Ell and I were clumsy at first, creating monstrous molecules that I promptly crashed into other molecules.

"I don't think we have a bat's chance in hell," I complained out loud two weeks later. I was moving a particularly misshapen molecule across the working arena.

"We've only done 23,000 simulations so far," Ell reminded. "No pain, no gain!"

There was a bumping sound as the molecule we were working on moved towards its receptor, but instead of the usual grinding of Bohr orbits as the structures neared, there was a sliding sound. That was when I first began to think we might have a chance as the Black Orchid molecule clicked fifty percent into place.

"Boy this was easy," I exulted. "We've already figured out a match."

"Its not time to celebrate yet, cowboy," Ell burst my bubble. "This pair still doesn't fit well enough to pass muster.

"Little did I suspect how many more hundreds of hours it would take in order to refine our model into a working neurotransmitter / receptor pair.

It was the middle of the night, when the darkness is so deep outside you could swear you had been swallowed by the universe, when I decided we weren't making any progress and it was time to admit defeat. I looked out through the back window of my house, across the lights of the Bay Area and the smooth ice of the bay itself in the distance. There was no way we could make the molecular configurations work.

"Ell, its time to give up," I told her.

"We can't give up. Never give up," she repeated in a robotic voice. "You taught me that."

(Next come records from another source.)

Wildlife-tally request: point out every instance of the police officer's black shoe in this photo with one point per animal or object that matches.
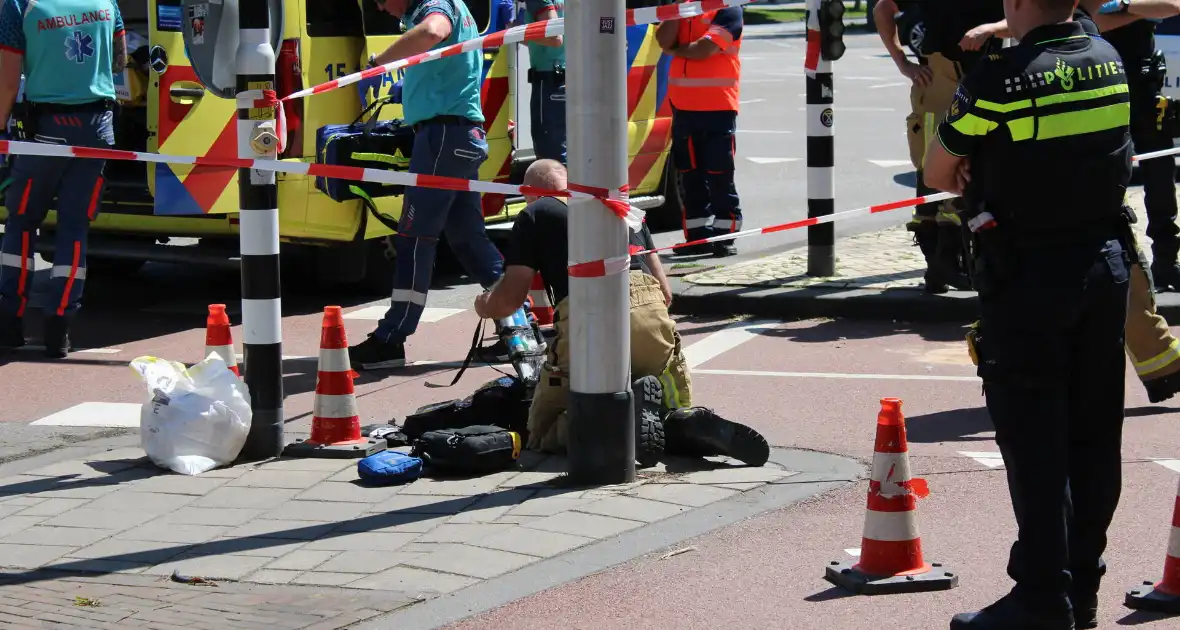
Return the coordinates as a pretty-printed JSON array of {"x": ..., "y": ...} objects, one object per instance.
[
  {"x": 12, "y": 333},
  {"x": 1010, "y": 614},
  {"x": 57, "y": 338},
  {"x": 375, "y": 354},
  {"x": 649, "y": 432},
  {"x": 700, "y": 432}
]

"Ell, we've tried every combination that we could think of. There's just no way we're going to be able to create a system that balances the molecular geometries correctly. The computer code just keeps blowing up."

"Just one more try," she said. "Just one more try for me."

A huge molecule drifted into sight, it was larger than the others we had been working with.

"Is this some sort of joke," I asked. This doesn't look at all like the other structures we've been working with.

"Trust me," Ell said.

I trusted her. I reached out into virtual reality and grabbed hold o the molecule, pushing it through the computer space subject to all the laws of chemistry and physics the real molecule would be subject to. It fitted into the receptor slot without effort and locked in place like a glove.

"Well I'll be damned." I muttered in surprise. "Ell, you must have known about this for quite a while. Why didn't you tell me you thought you had a solution. "

"You didn't ask," she replied. "You were too busy trying to show me how smart you were!"